Entiendo que, en cierta forma, esto ha sido siempre así y que, de hecho, el fútbol ha podido actuar para algunos como aliviadero de esta necesidad de conflicto y enfrentamiento. A falta de guerras, el enfrentamiento que supone un partido de fútbol actúa como catalizador de unas emociones que llevamos ahí, listas para saltar a la menor oportunidad, cocinadas a fuego lento por un largo proceso evolutivo.

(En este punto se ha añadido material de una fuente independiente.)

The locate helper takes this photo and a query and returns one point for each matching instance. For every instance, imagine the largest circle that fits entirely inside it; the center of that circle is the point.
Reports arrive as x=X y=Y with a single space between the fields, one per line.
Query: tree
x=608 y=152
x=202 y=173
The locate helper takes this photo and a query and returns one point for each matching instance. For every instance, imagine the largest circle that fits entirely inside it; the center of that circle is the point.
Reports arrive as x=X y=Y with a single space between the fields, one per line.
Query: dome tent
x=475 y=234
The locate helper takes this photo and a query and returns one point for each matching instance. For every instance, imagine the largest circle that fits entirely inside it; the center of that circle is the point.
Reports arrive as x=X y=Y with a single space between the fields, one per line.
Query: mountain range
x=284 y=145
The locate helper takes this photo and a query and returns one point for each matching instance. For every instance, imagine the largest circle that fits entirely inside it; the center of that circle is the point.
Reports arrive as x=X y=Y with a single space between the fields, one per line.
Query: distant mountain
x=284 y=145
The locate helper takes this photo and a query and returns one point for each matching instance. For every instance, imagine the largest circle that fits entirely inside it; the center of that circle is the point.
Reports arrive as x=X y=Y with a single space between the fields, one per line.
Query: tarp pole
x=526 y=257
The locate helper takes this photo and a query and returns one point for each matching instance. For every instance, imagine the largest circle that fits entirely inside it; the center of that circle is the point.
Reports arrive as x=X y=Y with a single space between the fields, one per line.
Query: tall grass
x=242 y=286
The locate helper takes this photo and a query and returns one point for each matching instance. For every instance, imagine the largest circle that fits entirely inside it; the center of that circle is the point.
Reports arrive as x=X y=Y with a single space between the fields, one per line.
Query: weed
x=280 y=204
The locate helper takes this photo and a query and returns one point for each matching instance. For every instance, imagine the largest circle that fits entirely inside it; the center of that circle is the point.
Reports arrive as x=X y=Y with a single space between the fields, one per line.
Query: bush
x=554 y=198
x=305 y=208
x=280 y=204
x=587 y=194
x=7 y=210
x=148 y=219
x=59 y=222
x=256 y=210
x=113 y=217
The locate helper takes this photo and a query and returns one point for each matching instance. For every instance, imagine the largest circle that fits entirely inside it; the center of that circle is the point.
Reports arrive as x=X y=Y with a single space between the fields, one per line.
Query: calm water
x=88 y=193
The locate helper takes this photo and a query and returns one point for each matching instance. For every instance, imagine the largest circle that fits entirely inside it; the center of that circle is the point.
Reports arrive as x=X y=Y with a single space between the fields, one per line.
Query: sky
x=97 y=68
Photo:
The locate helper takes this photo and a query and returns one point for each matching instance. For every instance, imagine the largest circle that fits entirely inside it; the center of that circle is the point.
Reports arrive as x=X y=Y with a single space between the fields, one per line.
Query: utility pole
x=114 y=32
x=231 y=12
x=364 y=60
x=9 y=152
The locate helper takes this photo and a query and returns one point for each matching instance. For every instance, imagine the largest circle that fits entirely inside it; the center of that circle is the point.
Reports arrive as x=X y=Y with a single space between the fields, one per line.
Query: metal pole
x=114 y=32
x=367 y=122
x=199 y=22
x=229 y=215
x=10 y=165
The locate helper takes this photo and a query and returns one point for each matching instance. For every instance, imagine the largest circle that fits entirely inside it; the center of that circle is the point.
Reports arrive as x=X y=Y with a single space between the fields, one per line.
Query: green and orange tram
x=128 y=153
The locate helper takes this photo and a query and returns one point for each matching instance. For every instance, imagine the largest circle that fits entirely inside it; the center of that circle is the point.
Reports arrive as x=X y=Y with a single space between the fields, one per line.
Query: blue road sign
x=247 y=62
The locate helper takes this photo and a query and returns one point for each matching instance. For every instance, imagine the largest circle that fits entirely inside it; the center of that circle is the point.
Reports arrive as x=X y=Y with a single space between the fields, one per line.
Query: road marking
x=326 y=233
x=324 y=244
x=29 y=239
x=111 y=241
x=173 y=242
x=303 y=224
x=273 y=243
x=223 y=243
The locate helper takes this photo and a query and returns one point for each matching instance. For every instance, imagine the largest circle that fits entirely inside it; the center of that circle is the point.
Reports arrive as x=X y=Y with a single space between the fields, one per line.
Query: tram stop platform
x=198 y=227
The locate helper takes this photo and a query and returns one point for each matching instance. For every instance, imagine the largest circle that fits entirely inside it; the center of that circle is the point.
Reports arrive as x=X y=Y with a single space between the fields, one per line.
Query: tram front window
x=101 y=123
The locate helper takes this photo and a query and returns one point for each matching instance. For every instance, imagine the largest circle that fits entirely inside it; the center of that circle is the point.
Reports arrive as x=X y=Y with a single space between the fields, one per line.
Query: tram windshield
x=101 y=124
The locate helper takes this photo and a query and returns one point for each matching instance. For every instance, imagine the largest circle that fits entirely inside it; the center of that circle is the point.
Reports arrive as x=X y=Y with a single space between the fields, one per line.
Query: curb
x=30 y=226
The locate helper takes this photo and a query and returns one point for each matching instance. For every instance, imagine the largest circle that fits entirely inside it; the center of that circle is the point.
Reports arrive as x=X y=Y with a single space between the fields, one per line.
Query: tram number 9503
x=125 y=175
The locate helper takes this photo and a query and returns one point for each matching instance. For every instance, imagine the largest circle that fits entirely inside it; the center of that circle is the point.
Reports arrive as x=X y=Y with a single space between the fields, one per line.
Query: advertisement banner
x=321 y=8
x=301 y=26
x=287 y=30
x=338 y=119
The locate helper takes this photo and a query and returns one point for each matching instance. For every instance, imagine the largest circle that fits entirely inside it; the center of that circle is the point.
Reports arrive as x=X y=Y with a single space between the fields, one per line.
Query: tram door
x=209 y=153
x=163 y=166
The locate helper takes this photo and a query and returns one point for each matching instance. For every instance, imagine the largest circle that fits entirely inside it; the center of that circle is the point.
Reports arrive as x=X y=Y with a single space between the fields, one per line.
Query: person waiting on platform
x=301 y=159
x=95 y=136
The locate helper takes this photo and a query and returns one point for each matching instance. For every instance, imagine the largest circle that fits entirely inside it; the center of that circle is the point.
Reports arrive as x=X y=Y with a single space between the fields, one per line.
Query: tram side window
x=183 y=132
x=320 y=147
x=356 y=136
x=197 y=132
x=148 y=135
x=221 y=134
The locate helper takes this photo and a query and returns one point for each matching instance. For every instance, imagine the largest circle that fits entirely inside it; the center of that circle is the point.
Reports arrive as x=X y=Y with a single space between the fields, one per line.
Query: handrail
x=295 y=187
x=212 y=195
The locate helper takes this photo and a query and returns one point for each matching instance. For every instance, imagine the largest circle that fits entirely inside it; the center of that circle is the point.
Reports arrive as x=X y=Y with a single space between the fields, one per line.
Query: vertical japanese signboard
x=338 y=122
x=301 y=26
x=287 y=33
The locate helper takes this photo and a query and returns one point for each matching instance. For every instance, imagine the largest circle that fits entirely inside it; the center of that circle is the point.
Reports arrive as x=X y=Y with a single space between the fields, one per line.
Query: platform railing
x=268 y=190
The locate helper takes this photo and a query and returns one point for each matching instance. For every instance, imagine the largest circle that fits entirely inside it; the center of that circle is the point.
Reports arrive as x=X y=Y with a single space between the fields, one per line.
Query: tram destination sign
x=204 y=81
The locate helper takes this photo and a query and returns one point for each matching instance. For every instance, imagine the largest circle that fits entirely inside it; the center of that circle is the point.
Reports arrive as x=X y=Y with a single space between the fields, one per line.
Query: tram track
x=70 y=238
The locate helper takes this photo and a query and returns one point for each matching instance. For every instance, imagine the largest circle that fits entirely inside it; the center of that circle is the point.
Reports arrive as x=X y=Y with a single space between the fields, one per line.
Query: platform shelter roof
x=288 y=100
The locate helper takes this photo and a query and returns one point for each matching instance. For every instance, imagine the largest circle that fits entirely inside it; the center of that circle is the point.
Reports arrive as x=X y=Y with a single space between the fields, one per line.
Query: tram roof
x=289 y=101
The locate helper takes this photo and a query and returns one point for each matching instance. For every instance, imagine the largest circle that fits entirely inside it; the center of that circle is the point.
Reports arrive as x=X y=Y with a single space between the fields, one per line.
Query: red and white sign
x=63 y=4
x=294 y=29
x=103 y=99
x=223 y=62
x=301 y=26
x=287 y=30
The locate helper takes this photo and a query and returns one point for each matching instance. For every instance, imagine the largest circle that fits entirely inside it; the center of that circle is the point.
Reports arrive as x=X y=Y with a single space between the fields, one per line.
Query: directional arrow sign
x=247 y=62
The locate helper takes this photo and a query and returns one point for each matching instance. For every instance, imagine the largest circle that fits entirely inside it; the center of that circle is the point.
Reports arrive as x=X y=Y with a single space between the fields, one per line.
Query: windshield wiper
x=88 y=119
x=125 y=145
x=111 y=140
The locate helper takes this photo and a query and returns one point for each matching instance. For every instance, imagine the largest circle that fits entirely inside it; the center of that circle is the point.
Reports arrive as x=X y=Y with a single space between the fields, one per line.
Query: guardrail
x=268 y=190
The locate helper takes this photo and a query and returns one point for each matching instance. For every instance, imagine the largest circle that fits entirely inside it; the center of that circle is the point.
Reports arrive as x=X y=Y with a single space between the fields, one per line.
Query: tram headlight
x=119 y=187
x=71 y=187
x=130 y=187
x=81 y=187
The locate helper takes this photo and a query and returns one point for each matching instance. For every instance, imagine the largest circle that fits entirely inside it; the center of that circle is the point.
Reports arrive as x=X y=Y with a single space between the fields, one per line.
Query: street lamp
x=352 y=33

Quizás siempre hemos sido un poco fanáticos, quizás siempre hemos sido un poco tozudos, quizás nos guste de toda la vida una buena bronca, pero se hace difícil convivir cuando cualquier tema provoca virulentas muestras de hooliganismo. Reconozco que me agota este clima de confrontación continuada. Seguramente no es en realidad tan grave en el mundo real, aunque en las redes sociales se magnifica y prolifera.

Por mi parte, me niego a aceptar como normal que gente que no me conoce se permita insultarme con virulencia en redes por haber manifestado alguna opinión contraria a su propio sistema de creencias. Y me resulta todavía más sorprendente que, habiéndose autoinvitado ellos a la conversación, en la que participan ofreciendo desprecio y malos modos, cualquier intento de aportar nuevos datos o reflexiones resulte en un recrudecimiento aún mayor de esos insultos.

Sabemos desde que tenemos acceso a Internet que la regla de oro es no alimentar a los trolls (do not feed the troll) y aún así, no hacemos caso. Entramos a trapo en cualquier debate, dándolo todo y lanzando  también lo que tengamos a mano. No se trata ya de rebatir los argumentos del contrario, que puede tener una opinión divergente, sino de destruirle a él para asegurarse de que sus argumentos no sean escuchados por nadie más.

Nos sorprende, además, que aportando buenos argumentos, sigan llevándonos la contraria. ¡Son datos objetivos! ¿Y qué más dará? Siguiendo con la metáfora del fútbol, ahora se dispone del VAR para analizar las jugadas más controvertidas y complementar así lo que debe decidir el árbitro, y, sin embargo, las discusiones son cada vez más agrias y enconadas: «tocó el balón y se ve clarísimo», «no, ni siquiera lo rozó». Y está todo grabado en video, en altísima resolución y a cámara lenta. No parece que sea en absoluto opinable, pero ni por esas: seguimos discutiendo y añadimos más puntos a la lista de agravios.

En las redes, todo se magnifica y se pierde cualquier tipo de empatía hacia el prójimo. El anonimato se convierte en catalizador de lo peor que llevamos dentro y arremetemos sin ningún rubor: vamos a hacer daño. No nos vale otra cosa que no sea la absoluta erradicación del contrario.

Esta futbolización —y pido de nuevo disculpas a los buenos aficionados— se da en ámbitos de lo más variopinto, aunque donde llega a su punto más álgido es en las discusiones políticas. Como casi todo es política, el enfrentamiento se desplaza a múltiples campos de batalla: el gluten, las vacunas, los inmigrantes, la corrupción, la DANA, la paella, la tortilla, la vivienda, el turismo… Cualquier tema sirve para salir a la palestra y partirnos la cara con quien quiera que se atreva a tener una opinión que no coincida con la nuestra.

Lo peor no es que esto suceda. Lo peor es que lo hemos normalizado y damos por bueno que esto es y será así. Y lo que no debería ser una sorpresa para nadie es que toda esta violencia virtual, verbal, remota y anónima puede, con una pequeña chispa, estallar en violencia física, real, tangible, como desgraciadamente pasa también en el fútbol. No hay en la vida un silbato que, tras noventa minutos de partido, nos mande a todos al vestuario a ducharnos, cambiarnos y descansar. Procuremos, por lo tanto, que nuestra conducta en el día a día, física o virtual, no sea merecedora de tarjeta. Dejemos, entre todos, esta confrontación creciente en fuera de juego.

Publicado en la revista Ciutadella de Franc de abril de 2025.